Here in the Solaris world I’ve been using StarOffice. I see it’s available for Linux and Windows but not the Mac. Nor is it freeware, as I’d thought — it’s free for educational institutions (which covers me) but has a modest price for other environments.
StarOffice 5.2 for Solaris is s-l-o-w but it does pretty much work, something which never fails to astonish me. I mean, what are the odds? I haven’t heard whether 6.0 is zippier.
http://wwws.sun.com/software/star/staroffice/6.0/
Oh, yes, and I have yet to get comment spam but I get referrer log spam (!) all the time. :-(
Actually, Ragtime is more like Appleworks and its ilk–you draw frames on your page to contain text, spreadsheets, pictures, etc.
I actually imported a hellaciously complex Japanese-language Word doc into it. It did a good job on the text, had problems with the placed images (as does my copy of Word, to be fair), and mucked up some of the super-complex tables (which contain merged and split cells).

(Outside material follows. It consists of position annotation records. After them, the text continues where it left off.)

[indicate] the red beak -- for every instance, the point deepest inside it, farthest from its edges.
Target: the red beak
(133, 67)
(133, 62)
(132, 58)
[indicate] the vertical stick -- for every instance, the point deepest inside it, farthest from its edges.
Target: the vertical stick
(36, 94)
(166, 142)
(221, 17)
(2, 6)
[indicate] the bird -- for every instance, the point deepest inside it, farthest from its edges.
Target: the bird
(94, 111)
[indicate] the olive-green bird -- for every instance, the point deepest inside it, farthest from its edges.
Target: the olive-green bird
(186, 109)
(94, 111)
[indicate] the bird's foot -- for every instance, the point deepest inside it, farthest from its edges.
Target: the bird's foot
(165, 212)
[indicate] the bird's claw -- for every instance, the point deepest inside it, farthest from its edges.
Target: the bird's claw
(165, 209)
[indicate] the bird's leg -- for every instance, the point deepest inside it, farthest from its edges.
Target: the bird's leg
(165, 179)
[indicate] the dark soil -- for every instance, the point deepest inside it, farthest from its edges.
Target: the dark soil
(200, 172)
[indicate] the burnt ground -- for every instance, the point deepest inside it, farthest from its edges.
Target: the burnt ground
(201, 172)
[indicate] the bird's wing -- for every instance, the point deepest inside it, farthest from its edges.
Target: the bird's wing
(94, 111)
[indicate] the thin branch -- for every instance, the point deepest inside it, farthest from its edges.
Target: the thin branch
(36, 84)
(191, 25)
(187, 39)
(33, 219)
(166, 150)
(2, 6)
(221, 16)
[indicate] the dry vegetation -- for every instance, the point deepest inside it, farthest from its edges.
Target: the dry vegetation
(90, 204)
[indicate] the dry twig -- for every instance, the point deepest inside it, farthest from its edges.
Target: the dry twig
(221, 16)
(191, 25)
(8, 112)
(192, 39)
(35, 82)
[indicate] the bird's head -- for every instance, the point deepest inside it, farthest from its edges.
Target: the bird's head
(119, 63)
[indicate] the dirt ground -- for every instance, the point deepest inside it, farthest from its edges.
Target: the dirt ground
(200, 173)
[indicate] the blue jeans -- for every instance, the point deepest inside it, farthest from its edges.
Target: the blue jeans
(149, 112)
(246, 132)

The interface is kinda wacky (partly because it is translated from German), but it works.
Ragtime was available for the Macintosh about a hundred years ago — well, in 1987 or 1988 anyway (it was the first German software I’d encountered). I have a feeling it might have been a desktop publishing app then but I could be wrong. Hard to forget the name, though. Interesting, given the existence of StarOffice/OpenOffice, that people keep trying to come up with an alternative to MS Office. Not that there’s anything wrong with that.